Devam eden Filistin meselesinde ve “merkezi kriz” durumunda çözüm üreten, şikayetlerini geri çevirmeyen ve bundan sonra yanında olacak olan kim? Kritik tercih burada… Ve asıl şimdi parmaklarını ısıracak. Ne yazık ki, Suriyeliler, Arapların dikenli “ısırıklarını”, bıçak darbelerini sırtlarında taşırken, içerideki çözümü güç, kronikleşmiş püsküllü bela ile uğraşırken Hamas’ın çark etmesi, oldukça ağır bir darbedir.
Gerçek şu ki, ben bir gün bile Hamas’ın “Direniş”ine ve direnişçiliğine veya herhangi bir özgürlük projesi olduğuna ikna olmuş değildim… İsrail’in bir kolu olduğu müddetçe ya da “Filistin” devlet sistemini gerici Müslüman Kardeşlere bağladığı sürece, benim kanaatim budur.

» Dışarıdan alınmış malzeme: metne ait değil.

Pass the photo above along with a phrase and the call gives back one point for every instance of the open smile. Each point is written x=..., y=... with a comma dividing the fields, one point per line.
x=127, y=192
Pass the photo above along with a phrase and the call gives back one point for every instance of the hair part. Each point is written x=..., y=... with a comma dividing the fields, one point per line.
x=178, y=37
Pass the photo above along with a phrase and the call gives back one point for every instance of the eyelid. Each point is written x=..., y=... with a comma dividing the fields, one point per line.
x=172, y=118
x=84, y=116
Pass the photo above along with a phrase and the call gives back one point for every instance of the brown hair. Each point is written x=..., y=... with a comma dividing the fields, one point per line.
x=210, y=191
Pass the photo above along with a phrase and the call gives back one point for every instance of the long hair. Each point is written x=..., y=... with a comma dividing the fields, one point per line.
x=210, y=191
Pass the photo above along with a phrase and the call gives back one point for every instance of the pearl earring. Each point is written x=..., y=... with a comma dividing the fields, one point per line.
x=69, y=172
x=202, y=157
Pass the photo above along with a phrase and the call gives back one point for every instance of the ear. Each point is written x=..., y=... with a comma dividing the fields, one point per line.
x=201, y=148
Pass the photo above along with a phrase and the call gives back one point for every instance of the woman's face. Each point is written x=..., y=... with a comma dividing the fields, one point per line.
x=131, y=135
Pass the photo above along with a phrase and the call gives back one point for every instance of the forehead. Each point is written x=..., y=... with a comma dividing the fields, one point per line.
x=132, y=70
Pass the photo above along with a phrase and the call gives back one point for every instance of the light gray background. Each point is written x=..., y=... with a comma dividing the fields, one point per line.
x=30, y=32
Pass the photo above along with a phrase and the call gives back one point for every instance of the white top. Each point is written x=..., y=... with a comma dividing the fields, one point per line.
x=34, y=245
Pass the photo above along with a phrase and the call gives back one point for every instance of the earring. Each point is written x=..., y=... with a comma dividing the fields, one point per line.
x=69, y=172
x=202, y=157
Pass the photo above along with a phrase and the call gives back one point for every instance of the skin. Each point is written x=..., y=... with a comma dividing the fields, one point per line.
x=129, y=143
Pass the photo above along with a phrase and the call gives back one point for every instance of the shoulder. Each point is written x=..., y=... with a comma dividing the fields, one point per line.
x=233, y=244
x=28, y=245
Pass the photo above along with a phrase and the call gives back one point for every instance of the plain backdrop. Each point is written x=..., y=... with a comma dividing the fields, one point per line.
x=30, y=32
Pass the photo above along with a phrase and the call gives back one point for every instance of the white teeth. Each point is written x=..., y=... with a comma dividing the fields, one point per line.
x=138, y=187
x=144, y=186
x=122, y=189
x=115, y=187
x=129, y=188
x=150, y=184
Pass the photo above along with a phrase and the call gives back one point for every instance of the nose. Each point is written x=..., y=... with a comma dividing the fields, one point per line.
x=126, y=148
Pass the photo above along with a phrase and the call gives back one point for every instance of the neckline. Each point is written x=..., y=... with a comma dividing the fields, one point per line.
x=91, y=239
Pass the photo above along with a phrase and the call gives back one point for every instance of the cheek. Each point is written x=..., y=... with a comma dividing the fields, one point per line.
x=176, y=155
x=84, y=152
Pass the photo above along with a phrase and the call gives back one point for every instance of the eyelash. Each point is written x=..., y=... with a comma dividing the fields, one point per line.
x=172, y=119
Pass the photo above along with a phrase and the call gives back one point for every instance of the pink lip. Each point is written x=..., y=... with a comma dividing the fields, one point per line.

Kaldı ki, bütün toplumlara malum olduğu gibi Hamas’ın “Gazze mıntıkasındaki” baskıcı, otoriter ve zalim uygulamalarını saymasak bile (ki, bunlar önemli veridir) Hamas, Britanya istihbaratının ektiği tarihsel tohumun mahsulü bir harekettir. Bu yüzden Hamas, özgürlük ve güven veren bir pozisyonda olamadığı için, hiç bir zaman Filistin toplumuna önderlik edecek durumda değildi. Kaldı ki, kendisi özgürlüklerden nefret eden, baskıcı, otoriter ve oldukça sekter bir hareket olarak, hiç sanmıyorum ki, özgürlükçü ve bu haliyle de direnişçi olabilsin!
Hamas intiharı
Hamasın intiharının bir yüzü, Filistin’in özgürleşmesini imkansız kılıyor Bundan sonra Hamas’ın pratikte bir “direniş” eylemi sergilemesi artık mümkün olmayacak, hatta lafı bile olmaz. Özgürlüğü de, işgal altındaki topraklardan o denli uzaklaştırdı ki, Venedik ne kadar uzaksa, Filistin halkı için özgürlük, o denli gözden ve yürekten uzaktır. Hamas’ın Cihat’ı da öyle. Bundan böyle Filistin halkını, İsrail ve Amerika’nın azabından korumanın zerresi bile olmaz; önceki sınırlılıkları neyse, bundan sonraki de odur.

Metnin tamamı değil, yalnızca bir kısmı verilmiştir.